Девочке шел уже пятый год. Первые три года она ничем не болела. Росла веселой, здоровой, наполняя сердце Надежды Сергеевны радостью, заглушая боль, которую оставил в нем Август. И никогда Надежда Сергеевна не думала, что ее и в самом деле окружают столько искренних и преданных друзей. Что греха таить: ведь прежде одну Тозагюль да Курбана считала она своими близкими друзьями.

«Но вот оказалось, что я сшибалась, — думала теперь Надежда Сергеевна. — И дай бог так ошибаться. Вот ведь какое счастье: оказывается, у меня их много. И Кузьма Захарыч… Оказывается, он умный преданный друг. Да. Он именно умный, мудрый. Он ведь вместо отца. И Маргарита Алексеевна, хотя по годам и не годится мне в матери… По годам? Нет, почему же? Постой… Ей… Ну да, она рассказывала, что родилась в Москве, в семье адвоката… с отцом не поладила, ушла… Да, да, ей тридцать семь лет… Кузьме Захарычу сорок восемь, а мне двадцать семь… Двадцать семь?! Неужели уже двадцать семь?! Ведь мне было семнадцать! Всего семнадцать, когда я сюда приехала! А сейчас… Неужели двадцать семь?! Боже мой, боже мой! Когда же пролетели эти десять лет?.. Конечно, конечно. Они пролетели. Ведь я приехала сюда в июле 1900 года. А сейчас 1911. Июнь. Пятый год, как уехал Август. Пятый год я о нем ничего не знаю. Пятый год идет Наташеньке. Бедный ребенок, у меня больше нет сил ее обманывать, говорить, что отец в Петербурге, что он скоро приедет. Да, теперь все позади. Все. Любви больше нет. И не будет. А вот друзья… Друзья есть. Но они все здесь. Куда же я поеду?..»

Этого требовали все — сменить климат, увезти Наташу в Россию, чтобы малярия оставила, наконец, ее в покое. На этом настаивала Вера Давыдовна Пославская, врач, которая лечила Наташу. Да, и надо отдать ей справедливость: сначала ее лечение помогло, приступы малярии перестали мучить Наташу, но с весной опять возобновились и уже ничто девочке не помогало.

— Да, вам надо увезти ее в Россию, — снова и снова твердили ей и сама Пославская, и Кузьма Захарыч, и Маргарита Алексеевна. Потом эти же слова сказали ей Курбан и Тозагюль. Не соглашался с этим мнением только один Худайкул, который считал, что достаточно девочку привезти из города в деревню да поселиться непременно у него, как болезнь тотчас покинет Наташу.

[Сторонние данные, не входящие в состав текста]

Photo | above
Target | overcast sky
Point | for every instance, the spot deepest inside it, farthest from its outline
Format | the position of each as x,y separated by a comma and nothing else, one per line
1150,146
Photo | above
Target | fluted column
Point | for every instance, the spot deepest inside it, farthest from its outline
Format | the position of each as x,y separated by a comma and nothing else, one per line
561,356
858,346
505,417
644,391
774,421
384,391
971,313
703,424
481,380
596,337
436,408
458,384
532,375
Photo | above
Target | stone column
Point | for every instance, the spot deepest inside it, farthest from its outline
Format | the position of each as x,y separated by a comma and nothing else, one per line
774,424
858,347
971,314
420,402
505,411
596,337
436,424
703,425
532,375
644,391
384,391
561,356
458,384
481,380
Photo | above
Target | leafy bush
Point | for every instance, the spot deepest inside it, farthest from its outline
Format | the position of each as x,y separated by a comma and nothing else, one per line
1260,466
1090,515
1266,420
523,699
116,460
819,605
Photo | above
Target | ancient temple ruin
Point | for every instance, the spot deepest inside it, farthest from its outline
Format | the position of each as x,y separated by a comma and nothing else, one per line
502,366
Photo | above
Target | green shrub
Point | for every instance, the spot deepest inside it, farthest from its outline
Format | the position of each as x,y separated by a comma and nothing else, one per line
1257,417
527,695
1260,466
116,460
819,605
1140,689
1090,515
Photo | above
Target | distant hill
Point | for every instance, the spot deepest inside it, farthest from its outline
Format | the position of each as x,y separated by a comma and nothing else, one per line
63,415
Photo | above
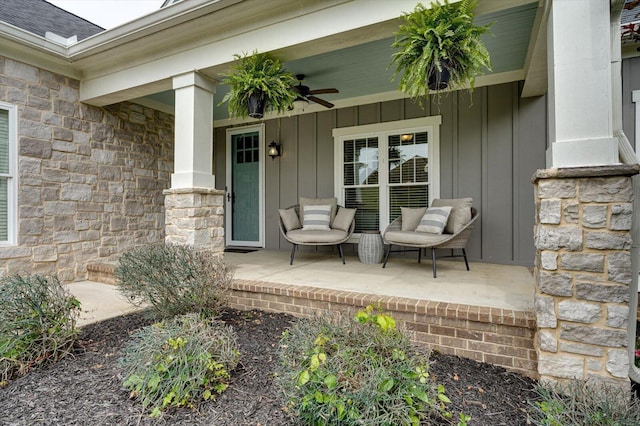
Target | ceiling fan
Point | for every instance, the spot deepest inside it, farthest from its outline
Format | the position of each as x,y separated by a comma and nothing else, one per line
305,94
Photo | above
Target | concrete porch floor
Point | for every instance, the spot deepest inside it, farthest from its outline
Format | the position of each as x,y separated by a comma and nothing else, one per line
487,285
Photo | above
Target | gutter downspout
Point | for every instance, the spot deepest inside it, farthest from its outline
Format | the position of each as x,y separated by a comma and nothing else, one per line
628,156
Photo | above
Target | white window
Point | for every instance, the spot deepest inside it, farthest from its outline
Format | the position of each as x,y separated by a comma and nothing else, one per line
383,167
8,160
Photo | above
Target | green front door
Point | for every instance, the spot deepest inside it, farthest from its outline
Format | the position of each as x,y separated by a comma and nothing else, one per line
243,198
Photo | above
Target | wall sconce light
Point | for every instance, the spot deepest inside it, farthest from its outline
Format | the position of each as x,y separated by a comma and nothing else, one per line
274,150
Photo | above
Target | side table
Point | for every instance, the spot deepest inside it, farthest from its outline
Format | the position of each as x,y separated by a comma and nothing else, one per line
370,247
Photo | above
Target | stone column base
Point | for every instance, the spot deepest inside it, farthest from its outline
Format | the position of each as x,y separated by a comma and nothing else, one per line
583,273
195,217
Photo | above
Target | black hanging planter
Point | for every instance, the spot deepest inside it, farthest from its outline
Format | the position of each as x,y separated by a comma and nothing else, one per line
256,105
438,80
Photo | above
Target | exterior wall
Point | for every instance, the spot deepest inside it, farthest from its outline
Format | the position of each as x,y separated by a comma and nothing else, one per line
491,144
496,336
90,179
583,273
630,82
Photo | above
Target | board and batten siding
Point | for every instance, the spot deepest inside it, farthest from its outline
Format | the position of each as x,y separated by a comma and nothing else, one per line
491,143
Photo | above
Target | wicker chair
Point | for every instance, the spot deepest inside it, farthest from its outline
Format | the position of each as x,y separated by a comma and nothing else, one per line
394,235
315,238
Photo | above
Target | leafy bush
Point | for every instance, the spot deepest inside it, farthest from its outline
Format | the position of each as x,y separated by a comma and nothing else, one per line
173,279
179,362
37,323
363,372
581,403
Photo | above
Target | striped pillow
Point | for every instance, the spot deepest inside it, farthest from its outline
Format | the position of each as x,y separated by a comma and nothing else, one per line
316,217
434,220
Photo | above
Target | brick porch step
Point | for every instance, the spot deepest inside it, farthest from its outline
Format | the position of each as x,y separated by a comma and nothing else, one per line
501,337
102,273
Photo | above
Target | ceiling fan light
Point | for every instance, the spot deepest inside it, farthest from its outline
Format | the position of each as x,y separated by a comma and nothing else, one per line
299,104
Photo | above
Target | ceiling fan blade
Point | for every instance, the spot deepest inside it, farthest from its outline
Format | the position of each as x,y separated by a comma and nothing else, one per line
320,101
321,91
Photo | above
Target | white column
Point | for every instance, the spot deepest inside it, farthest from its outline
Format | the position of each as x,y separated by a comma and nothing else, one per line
193,162
579,61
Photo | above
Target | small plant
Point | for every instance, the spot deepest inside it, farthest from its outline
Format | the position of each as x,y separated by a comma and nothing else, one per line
439,44
362,372
173,279
583,403
179,362
258,78
37,323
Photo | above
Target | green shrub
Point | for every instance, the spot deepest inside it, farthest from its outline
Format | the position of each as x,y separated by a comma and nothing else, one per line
173,279
583,403
37,323
363,372
179,362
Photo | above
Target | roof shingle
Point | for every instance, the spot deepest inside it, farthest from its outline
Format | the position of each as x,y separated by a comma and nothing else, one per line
39,16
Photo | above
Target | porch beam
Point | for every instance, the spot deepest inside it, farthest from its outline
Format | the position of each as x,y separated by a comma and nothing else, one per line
193,162
580,93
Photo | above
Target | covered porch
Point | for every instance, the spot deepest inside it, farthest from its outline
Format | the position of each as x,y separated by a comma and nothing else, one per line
485,285
485,314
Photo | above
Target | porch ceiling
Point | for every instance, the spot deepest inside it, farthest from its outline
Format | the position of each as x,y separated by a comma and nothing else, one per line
362,71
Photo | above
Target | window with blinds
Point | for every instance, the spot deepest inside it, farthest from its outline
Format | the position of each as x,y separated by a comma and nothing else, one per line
408,171
378,172
4,174
361,181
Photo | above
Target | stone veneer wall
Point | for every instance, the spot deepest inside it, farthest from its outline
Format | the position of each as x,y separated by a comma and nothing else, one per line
583,272
195,217
90,179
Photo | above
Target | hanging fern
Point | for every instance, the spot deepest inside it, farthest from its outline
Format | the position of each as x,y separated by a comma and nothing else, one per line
260,74
442,36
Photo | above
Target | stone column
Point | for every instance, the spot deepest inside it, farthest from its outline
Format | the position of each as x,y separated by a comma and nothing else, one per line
194,209
583,272
195,217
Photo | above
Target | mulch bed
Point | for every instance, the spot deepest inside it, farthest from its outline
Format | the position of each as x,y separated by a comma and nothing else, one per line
85,389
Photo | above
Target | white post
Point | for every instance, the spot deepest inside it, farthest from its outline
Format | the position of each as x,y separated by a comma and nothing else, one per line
193,162
580,93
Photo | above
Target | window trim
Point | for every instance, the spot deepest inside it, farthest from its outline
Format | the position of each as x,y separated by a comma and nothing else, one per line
12,184
382,130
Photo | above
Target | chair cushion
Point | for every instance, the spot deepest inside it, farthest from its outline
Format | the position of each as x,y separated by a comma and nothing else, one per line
411,217
316,218
460,215
343,219
300,236
290,219
434,220
412,238
332,201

Надежда Сергеевна молча, с грустью и благодарностью смотрела на Худайкула, думала: «Как было бы хорошо согласиться с ним… Если б он был прав. Если б это помогло. Но ведь не помогает».

Дважды она приезжала с ребенком к Худайкулу, но там приступы малярии протекали, казалось, еще тяжелее.

«В Россию… Но куда, в Россию? В Петербург? Ни за что! А больше мне некуда ехать. Некуда. Понимаете вы, Друзья мои?! Некуда!»

Надежда Сергеевна уронила голову на стол, на руки, и вдруг поспешно опять подняла, ее.